Because of the way Docker behaves, it is recommended to add an anonymous volume for the runtime folders like “NodeJS”, here is an example with the usage of 2 types of volumes and bind mount:
docker run -d --rm -p 3000:80 --name feedback-app -v feedback:/app/feedback -v "C:\Users\hecto\Downloads\Docker Course\data-volumes-01-starting-setup:/app:ro" -v /app/temp -v /app/node_modules feedback-node:volumes
- Named Volume: -v feedback:/app/feedback
- Bind Mount: -v “C:\Users\hecto\Downloads\Docker Course\data-volumes-01-starting-setup:/app:ro”

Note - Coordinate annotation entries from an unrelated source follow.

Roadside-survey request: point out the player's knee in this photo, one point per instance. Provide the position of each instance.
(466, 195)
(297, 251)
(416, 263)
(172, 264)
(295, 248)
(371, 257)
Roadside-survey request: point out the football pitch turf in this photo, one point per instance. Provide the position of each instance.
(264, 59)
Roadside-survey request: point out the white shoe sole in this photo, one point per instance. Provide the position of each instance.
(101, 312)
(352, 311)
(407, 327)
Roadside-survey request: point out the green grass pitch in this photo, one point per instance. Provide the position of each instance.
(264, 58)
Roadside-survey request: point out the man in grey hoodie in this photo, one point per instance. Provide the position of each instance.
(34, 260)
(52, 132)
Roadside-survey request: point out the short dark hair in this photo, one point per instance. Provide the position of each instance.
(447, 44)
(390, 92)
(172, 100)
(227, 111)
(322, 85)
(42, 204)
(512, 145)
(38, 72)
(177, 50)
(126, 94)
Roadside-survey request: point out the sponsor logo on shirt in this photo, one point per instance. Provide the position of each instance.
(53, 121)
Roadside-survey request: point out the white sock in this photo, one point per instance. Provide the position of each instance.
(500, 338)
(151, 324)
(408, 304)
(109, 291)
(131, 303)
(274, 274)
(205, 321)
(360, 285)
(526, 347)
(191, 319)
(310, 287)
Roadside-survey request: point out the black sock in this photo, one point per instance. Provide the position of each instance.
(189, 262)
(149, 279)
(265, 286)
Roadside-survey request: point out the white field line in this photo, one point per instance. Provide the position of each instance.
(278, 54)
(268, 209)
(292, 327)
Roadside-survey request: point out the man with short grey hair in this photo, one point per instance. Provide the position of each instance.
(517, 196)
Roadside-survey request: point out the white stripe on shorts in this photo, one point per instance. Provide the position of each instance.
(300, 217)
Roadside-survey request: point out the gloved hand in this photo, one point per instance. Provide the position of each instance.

- Anonymous Volume for Temp Folder: -v /app/temp
- Anonymous Volume for NodeJS: -v /app/node_modules
Note: It is a good practice set the “Bind Mount” as “read-only”, as the default behavior of containers is “read-write”
.dockerignore file
Similar to .gitigonere, the .dockerignore file is a folder where can list the files or folders that we don’t want to be included in the image when it gets built
The following are the types of data managed by a container app, volumes and bind mounts help us with Permanent App Data:
| Image Application (Code + Environment) | Container Temporary App Data | Volume Permanent App Data |
|---|---|---|
| Written by the developer | Data is produced when running the container | Data is produced when running the container |
| Code is added to an image during the build phase | Data is stored in memory or in temporary files | Data is stored in files or a database |
| “Fixed”, which means it can’t be changed once the image is built | “Dynamic”, which means that changes, but it is cleared regularly | Data persists after the container is stopped or removed |
| READ-ONLY, stored in IMAGES | READ+WRITE, stored in CONTAINERS | READ+WRITE, stored in CONTAINERS in VOLUMES and BIND MOUNTS |
ARGuments and ENVironment Variables
Docker supports build-time ARGuments and runtime ENVironment variables.
ARGuments allow us to set flexible bits of data in our dockerfile which we can use to plug certain values in the dockerfile, provided by the build command. ARGuments are available inside the Dockerfile, not accessible in CMD or any application code
ENVironnents are also available inside the dockerfile but also in the application code. We can set them using the parameter –env on docker run of the container.
The advantage of using ENV and ARG is that we can pass parameters to the dockerfile without having to rebuild the image
FROM node:14 WORKDIR /app COPY package.json /app/ RUN npm install COPY . /app/ # ARGUMENT VARIABLE ARG DEFAULT_PORT=80 # ENVIRONMENT VARIABLE ENV PORT $DEFAULT_PORT EXPOSE $PORT VOLUME [ "/temp" ] CMD ["npm", "start"]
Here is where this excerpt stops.